Yesterday TCM showed FOOLS FOR SCANDAL, a 1938 romantic comedy made by Warner Bros. which starred Carole Lombard.

Lombard happens to be my favorite actress of all time, and FOOLS FOR SCANDAL was a film that I had never seen. I own a number of books about Lombard, and every single one of them refers to the film as one of the actress' worst. Even Vincent Paterno's excellent blog dedicated to Lombard, "Carole and Co." (carole-and-co.livejournal.com) has almost nothing positive to say about it.

Having finally seen the film myself, I wouldn't call it unwatchable...but I certainly can say it's not very funny.

Lombard plays movie star Kay Winters, who has taken a quick trip to Paris while making a film in London. While in Paris Kay encounters Rene (Fernand Gravet), a penniless nobleman. The two are attracted to one another, despite not knowing their respective backgrounds. Kay goes back to London, and Rene, having found out who she really is, follows her there and crashes a party she is having. Rene decides to become Kay's personal chef as a way to stay near here, while Kay is afraid of the publicity that might ensue due to such a relationship. The two predictably wind up with each other at the end.

FOOLS FOR SCANDAL can best be described as a movie that attempts to be a comedy. The problem is that it just isn't funny. It lacks some essential ingredients, such as style, wit, and pace. There's plenty of exaggerated acting, and characters wildly rushing about and yelling dialogue, but it takes more than that to make a successful screwball comedy.

The main problem is the script, but having an underwhelming leading man doesn't help much. If you've never heard of Fernand Gravet, don't feel bad--he didn't have much of an American film career. Gravet was a Belgian actor who had starred in European productions, and I assume he was brought over to Hollywood to be another Charles Boyer. Gravet must have shown something to be able to costar with Carole Lombard, but from my viewpoint now I can't figure out what it was. In FOOLS FOR SCANDAL Gravet comes off as silly and annoying. He doesn't have much chemistry with Lombard, and one can't believe that she'd fall for the guy under any circumstances. The script tries to have it both ways with Rene--he's out of money, so supposedly regular folks can identify with him, but he also has a title, which the script suggests makes him a "proper" match for Lombard. To me, he seemed an elitist fellow who didn't want to go out and get a real job.

In fairness to Gravet it has to be said that his character is written quite badly. Rene is one of those romantic leading men who feel that the best way to a lady's heart is to exasperate her as much as possible. Sadly the audience winds up being exasperated as well. There's a long sequence during which Kay and Rene's rival (played by Ralph Bellamy...who else?) are trying to have dinner, and Rene, in his guise as Kay's servant, interrupts them constantly. This sequence is so drawn out that one just wants Rene to get punched in the face by Bellamy, or, better yet, Lombard.
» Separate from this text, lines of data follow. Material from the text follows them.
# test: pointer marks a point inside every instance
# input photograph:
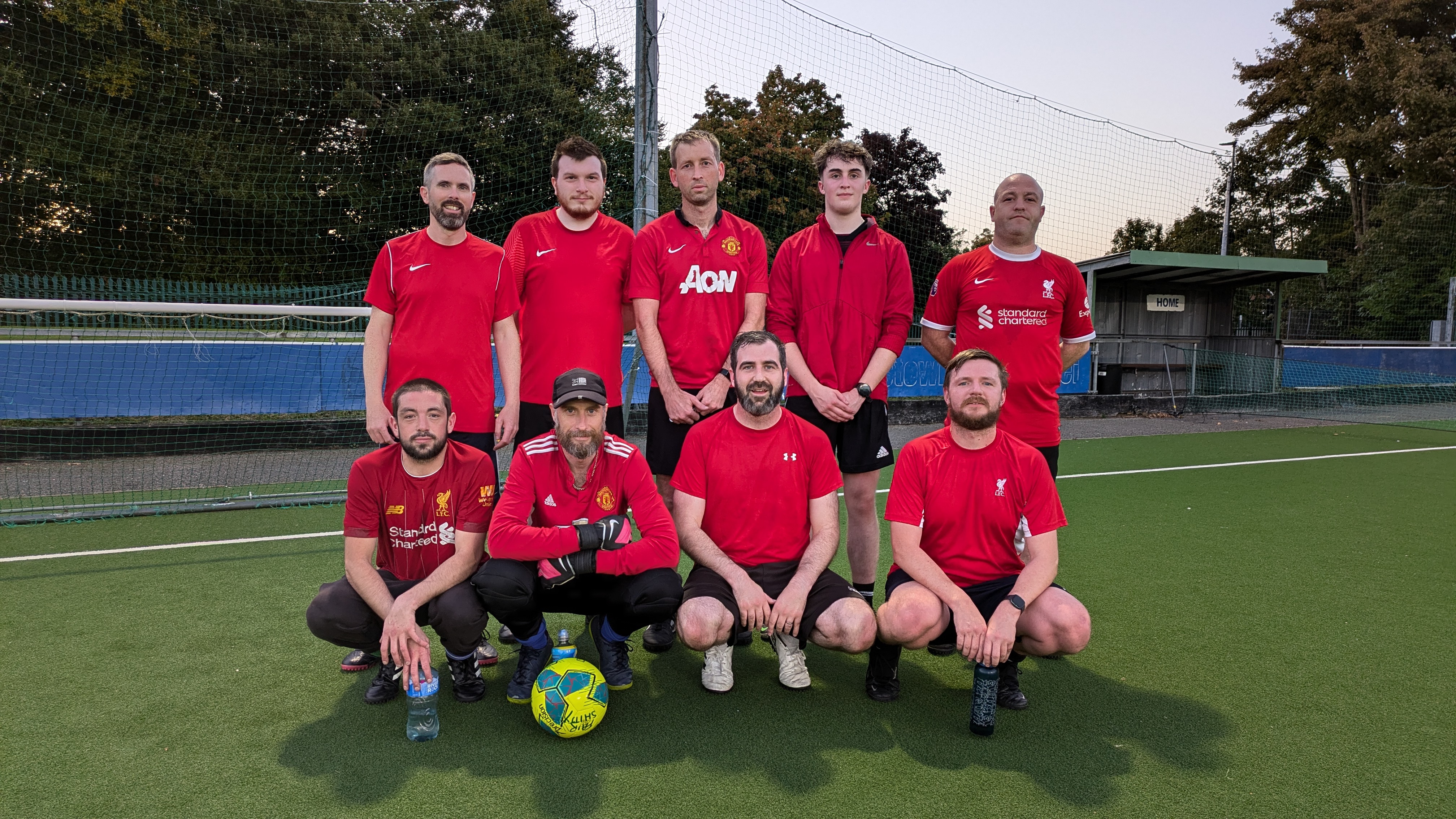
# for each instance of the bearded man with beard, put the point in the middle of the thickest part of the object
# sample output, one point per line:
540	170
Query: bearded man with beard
956	503
436	296
758	509
561	540
414	528
571	254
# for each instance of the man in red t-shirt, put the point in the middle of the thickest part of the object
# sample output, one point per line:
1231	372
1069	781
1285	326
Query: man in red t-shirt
420	508
561	540
841	299
578	257
699	276
1020	304
758	511
436	296
956	503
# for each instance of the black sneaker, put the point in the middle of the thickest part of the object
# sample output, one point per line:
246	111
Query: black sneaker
357	661
883	677
529	664
385	685
659	637
616	667
1008	691
467	678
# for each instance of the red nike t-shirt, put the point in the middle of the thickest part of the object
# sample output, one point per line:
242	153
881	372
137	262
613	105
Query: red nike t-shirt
701	283
1018	309
541	505
416	519
970	502
758	484
445	301
571	286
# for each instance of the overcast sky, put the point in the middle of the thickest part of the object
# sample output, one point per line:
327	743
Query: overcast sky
1165	66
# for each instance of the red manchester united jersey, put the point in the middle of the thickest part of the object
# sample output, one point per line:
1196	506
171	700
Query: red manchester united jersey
416	519
1018	308
541	505
445	301
701	283
571	286
970	502
758	484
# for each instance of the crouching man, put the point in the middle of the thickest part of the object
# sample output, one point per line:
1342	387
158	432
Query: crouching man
414	533
956	503
758	509
561	540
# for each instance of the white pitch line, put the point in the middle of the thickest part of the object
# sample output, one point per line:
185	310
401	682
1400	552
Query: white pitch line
175	546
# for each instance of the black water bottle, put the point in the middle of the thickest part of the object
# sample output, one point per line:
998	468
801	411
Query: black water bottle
983	700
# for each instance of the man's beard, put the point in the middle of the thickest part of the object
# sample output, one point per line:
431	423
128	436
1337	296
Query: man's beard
447	219
962	419
759	407
578	448
423	451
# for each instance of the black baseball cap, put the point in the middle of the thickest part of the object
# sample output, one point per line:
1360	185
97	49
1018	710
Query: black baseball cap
578	384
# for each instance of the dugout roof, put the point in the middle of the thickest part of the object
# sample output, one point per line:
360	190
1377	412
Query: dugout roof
1203	270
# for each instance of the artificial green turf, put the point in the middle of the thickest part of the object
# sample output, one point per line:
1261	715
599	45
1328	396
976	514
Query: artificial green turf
1269	640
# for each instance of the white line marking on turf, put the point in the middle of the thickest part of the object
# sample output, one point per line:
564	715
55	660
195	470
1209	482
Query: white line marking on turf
175	546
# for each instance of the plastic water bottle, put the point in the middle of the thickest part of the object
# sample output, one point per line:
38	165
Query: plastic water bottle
564	647
424	719
983	700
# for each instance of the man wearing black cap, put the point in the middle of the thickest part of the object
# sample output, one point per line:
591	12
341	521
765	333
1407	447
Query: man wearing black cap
561	541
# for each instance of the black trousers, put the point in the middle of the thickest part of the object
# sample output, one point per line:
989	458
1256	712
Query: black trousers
513	592
340	616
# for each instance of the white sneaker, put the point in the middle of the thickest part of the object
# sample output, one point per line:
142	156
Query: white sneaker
718	670
794	672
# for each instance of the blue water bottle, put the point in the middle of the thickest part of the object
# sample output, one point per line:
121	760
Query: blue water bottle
983	700
424	719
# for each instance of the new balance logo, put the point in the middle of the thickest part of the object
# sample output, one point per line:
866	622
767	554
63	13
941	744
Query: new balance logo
708	280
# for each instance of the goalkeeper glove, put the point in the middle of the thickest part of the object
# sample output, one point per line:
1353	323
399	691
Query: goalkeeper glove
554	572
612	533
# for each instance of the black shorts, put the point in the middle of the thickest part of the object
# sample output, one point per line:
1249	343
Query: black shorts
664	439
536	420
985	595
772	578
862	443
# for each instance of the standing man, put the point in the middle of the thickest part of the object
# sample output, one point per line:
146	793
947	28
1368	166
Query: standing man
841	299
1020	304
956	503
699	277
414	528
561	540
758	511
436	295
571	254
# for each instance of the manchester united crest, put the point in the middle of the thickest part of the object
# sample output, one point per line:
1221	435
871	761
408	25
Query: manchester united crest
606	500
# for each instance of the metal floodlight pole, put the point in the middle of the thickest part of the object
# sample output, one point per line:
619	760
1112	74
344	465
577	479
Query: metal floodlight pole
644	151
1228	197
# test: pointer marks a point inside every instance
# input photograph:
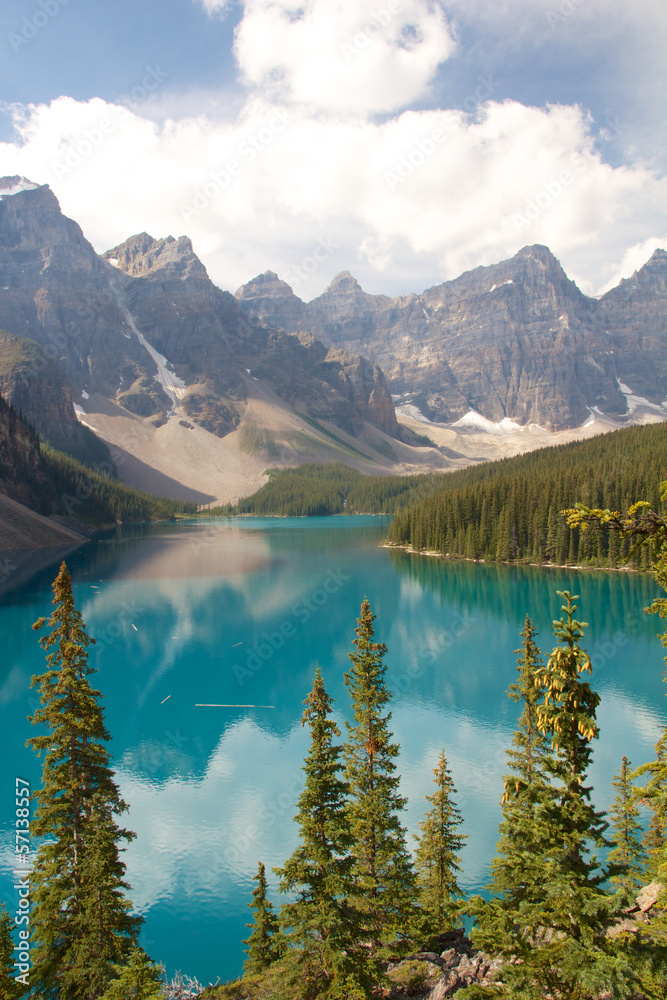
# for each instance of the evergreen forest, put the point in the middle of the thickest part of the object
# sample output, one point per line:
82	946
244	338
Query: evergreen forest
507	510
52	482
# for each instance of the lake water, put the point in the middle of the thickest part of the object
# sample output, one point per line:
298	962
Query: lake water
238	613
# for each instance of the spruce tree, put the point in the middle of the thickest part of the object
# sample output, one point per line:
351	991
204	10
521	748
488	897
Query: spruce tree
563	947
551	914
437	857
628	852
654	794
9	988
517	875
263	949
81	923
383	872
321	928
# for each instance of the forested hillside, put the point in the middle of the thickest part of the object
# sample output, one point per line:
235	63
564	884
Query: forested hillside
50	482
510	510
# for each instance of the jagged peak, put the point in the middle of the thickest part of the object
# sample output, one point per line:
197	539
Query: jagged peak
142	254
537	251
14	184
263	285
343	280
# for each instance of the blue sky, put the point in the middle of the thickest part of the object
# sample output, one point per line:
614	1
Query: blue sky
403	140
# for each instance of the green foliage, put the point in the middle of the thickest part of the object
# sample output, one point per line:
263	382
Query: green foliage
9	988
645	529
409	977
81	923
384	877
510	510
628	852
654	794
553	920
50	481
318	490
526	803
322	931
140	979
93	496
437	860
263	947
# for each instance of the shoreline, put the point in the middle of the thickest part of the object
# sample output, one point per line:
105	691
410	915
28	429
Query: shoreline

As for Carole, she does the best she can under the circumstances, but even she can't make this tale enjoyable. She makes the lame quips work far better than they should, but she also seems a bit more strident than usual. She does get to wear a very fashionable wardrobe (her character is a famous movie actress, after all), and it doesn't need to be said that she looks fantastic.

I've mentioned that Ralph Bellamy plays another of his "poor sap who is pathetically in love with the leading lady even though he has no chance" roles. Here he's really pathetic, so much so you start to feel sorry for the actor. It's always welcome to see character actor Allen Jenkins, who plays Rene's con-artist buddy, but you find it hard to believe that these two men would actually want to spend time together.

Nearly all of the supposed funny business in the movie falls flat, or feels weird, such as a scene where Lombard and Gravet talk-sing in rhyme (thankfully this doesn't last too long). FOOLS FOR SCANDAL had a unfavorable box-office and critical reaction, and Carole Lombard didn't make another pure comedy for almost three years. One wonders why the usually astute Lombard allowed herself to get involved in such a dud. This was her only acting role for Warner Bros., and one wishes that the studio had paired her with James Cagney as a spunky working-class couple. FOOLS FOR SCANDAL is even more disappointing when one considers that it was produced and directed by Mervyn LeRoy, who had a history of making far better films.

There's plenty of Carole Lombard films that I have not seen, so I hesitate to call FOOLS FOR SCANDAL her worst. But it is quite lackluster. It's the equivalent of being trapped in a room with a bunch of annoying people and watching them trying too hard to be amusing.